Is there any way in Java to avoid instantiating a stateless object? There is no real difference between a static function and a stateless object:

class CompareInts {
  Integer compare(Integer a, Integer b) {
    return a.compareTo(b);
  }

static Integer compare(Integer a, Integer b) {
  return a.compareTo(b);
}

      

The functionality of these two alternatives does the same, and in general, each stateless class can be converted to a static function. There are two main differences:

  • Instantiating a static class takes both time and memory where they are not needed. You really need to keep the code you don't need to allocate an object on the heap and a pointer to the vtable.
  • static functions are very limited in Java. They cannot be used with Generics, static comparisons can never be used by the class that needs to be compared.

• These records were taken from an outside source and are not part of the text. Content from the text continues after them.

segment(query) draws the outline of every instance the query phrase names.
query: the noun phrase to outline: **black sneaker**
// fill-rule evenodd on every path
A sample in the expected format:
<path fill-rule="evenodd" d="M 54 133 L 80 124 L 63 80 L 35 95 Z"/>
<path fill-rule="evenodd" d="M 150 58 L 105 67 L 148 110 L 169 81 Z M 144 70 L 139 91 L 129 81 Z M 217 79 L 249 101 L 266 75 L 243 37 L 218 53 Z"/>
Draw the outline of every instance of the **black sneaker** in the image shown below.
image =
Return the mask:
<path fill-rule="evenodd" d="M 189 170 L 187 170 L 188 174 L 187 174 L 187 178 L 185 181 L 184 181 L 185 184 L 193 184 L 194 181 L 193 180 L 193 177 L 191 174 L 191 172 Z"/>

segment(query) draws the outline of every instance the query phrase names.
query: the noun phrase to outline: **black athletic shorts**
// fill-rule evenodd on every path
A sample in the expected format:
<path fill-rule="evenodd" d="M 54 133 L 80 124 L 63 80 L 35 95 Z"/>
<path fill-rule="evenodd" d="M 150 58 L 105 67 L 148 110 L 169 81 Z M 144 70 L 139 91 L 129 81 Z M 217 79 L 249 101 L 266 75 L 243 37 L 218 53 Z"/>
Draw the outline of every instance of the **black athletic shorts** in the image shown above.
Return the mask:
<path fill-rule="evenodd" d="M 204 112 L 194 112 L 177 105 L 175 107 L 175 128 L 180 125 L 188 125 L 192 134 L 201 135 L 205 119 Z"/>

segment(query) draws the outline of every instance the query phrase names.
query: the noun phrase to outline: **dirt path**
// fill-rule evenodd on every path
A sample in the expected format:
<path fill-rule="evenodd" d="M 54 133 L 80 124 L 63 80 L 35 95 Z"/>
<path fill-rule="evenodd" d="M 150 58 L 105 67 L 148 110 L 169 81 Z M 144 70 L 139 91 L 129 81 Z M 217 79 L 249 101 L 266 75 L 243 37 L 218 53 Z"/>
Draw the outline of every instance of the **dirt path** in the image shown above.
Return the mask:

Therefore, a static function is better in theory because it provides all the stateless functionality of a class, but without the runtime and memory overhead. A static function is much less efficient in Java because it cannot be called through a generic type. Is there a way to benefit from both worlds?

Edit

I want to write a generic class like this:

class Array<Type, Comparator> {
  Type[] elements;
  // array stuff

  Type getMax() {
    Type maxElement = Type.getSmallestLegalValue();
    for (Type element : elements) {
      maxElement = Comparator.compare(maxElement, element) > 0 ? maxElement : element;
    }
    return maxElement;
  }
}

      

I cannot write this. I have to accept the Comparator

in constructor Array

and create an interface Comparator

that implements CompareInts

.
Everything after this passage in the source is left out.